If scheme pays were clearer in the NHS, such that it showed a pending debit in pension terms rather than a loan amount, the member would be able to determine the impact of this on both their pension in retirement and their lifetime allowance.
Claire Trott is head of pensions technical at St James’s Place Group
Wider reforms needed?
Some commentators believe the experience of doctors within the NHS is evidence of how complicated the pension tax system is, and could be used to spur wider reform.
Intelligent Pensions technical director Fiona Tait says: “The NHS issues have simply focused a spotlight on the underlying problems with the annual allowance taper. The taper should be removed or at the very least rethought because it is artificial and unworkable, and not because of the effect on a single group of workers.
“I would like to see a return to the principles of simplification.

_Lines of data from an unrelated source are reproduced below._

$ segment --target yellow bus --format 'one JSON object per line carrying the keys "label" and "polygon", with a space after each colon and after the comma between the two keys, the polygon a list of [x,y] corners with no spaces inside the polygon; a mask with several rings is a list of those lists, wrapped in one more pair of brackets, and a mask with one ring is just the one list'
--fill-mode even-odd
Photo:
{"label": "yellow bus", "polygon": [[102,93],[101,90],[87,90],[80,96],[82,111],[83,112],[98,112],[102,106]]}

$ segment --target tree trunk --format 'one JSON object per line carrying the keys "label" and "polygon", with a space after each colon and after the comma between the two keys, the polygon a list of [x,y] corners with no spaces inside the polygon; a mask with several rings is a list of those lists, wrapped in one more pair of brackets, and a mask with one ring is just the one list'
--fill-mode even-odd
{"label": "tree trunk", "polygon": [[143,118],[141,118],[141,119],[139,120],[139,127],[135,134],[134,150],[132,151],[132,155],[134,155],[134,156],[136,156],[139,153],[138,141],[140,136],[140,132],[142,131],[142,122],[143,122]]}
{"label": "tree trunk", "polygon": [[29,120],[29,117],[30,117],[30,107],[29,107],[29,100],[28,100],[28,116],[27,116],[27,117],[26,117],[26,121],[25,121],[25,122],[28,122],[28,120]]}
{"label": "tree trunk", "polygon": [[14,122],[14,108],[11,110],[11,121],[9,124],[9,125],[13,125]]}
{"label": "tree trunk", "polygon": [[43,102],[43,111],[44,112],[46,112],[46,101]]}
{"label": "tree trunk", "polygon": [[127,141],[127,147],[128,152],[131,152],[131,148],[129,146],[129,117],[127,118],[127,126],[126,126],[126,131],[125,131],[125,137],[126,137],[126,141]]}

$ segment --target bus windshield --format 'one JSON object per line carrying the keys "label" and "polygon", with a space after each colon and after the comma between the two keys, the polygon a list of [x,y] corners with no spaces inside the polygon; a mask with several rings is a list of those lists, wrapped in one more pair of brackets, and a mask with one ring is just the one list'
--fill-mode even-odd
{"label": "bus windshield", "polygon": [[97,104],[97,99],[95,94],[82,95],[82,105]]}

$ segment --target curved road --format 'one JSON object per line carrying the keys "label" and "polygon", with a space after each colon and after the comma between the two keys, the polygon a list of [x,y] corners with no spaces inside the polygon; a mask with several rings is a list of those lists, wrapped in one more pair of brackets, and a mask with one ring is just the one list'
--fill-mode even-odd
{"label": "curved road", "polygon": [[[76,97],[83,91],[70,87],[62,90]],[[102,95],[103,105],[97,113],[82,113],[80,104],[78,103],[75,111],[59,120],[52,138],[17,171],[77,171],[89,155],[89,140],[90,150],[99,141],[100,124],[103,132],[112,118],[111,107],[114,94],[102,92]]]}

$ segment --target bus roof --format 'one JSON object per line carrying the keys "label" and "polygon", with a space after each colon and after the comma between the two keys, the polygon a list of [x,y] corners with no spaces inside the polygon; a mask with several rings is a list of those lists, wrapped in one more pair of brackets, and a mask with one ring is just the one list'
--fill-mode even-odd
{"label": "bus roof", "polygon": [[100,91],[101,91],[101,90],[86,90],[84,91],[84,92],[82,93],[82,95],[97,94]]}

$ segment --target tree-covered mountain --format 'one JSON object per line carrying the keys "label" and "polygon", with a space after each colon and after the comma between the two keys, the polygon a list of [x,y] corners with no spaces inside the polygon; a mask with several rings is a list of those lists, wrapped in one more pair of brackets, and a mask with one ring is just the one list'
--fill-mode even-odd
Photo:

Instead of a plethora of different allowances and tapers, I would prefer to see a single, lower annual allowance which affects everyone.
“This would still have a greater proportional effect on high earners as they are essentially the only ones who can afford to contribute up to £40,000 in one tax year.”
Tait also argues it is critical to understand the connection between related but distinct matters.
She adds: “There are two issues at play here: the implementation of the annual allowance taper and the reward structure of the NHS.
“If the issue is primarily affecting one group of employees, then the solution lies with that sector.
“If, as I believe is the case, the NHS issues are simply an example of a wider problem, then that is the time for the government to take action.
“Pensions are very long-term savings vehicles and many unforeseen issues have arisen when changes are brought in without the input of those who must implement them.
“A clear exception to this is the automatic enrolment initiative, which was designed by an independent commission with cross-party support.”
It appears any action the government takes to resolve the NHS issues could be fraught with difficultly, as there will always be a constituency that finds something unfair.
Curtis Banks pensions technical manager Jessica List says: “Wider changes to the annual allowance and lifetime allowance, and greater efforts to help people understand how their pensions work, could help all savers and not just doctors.
“The difficulties facing doctors have helped highlight that the current pension tax system does not always work to incentivise saving and is prohibitively difficult to understand.
“However, these issues are not exclusive to doctors. If significant changes are made to address these issues, they should affect all savers.
“Adding to already complex rules with further layers of exemptions and provisions for certain groups will not help in the longer term.”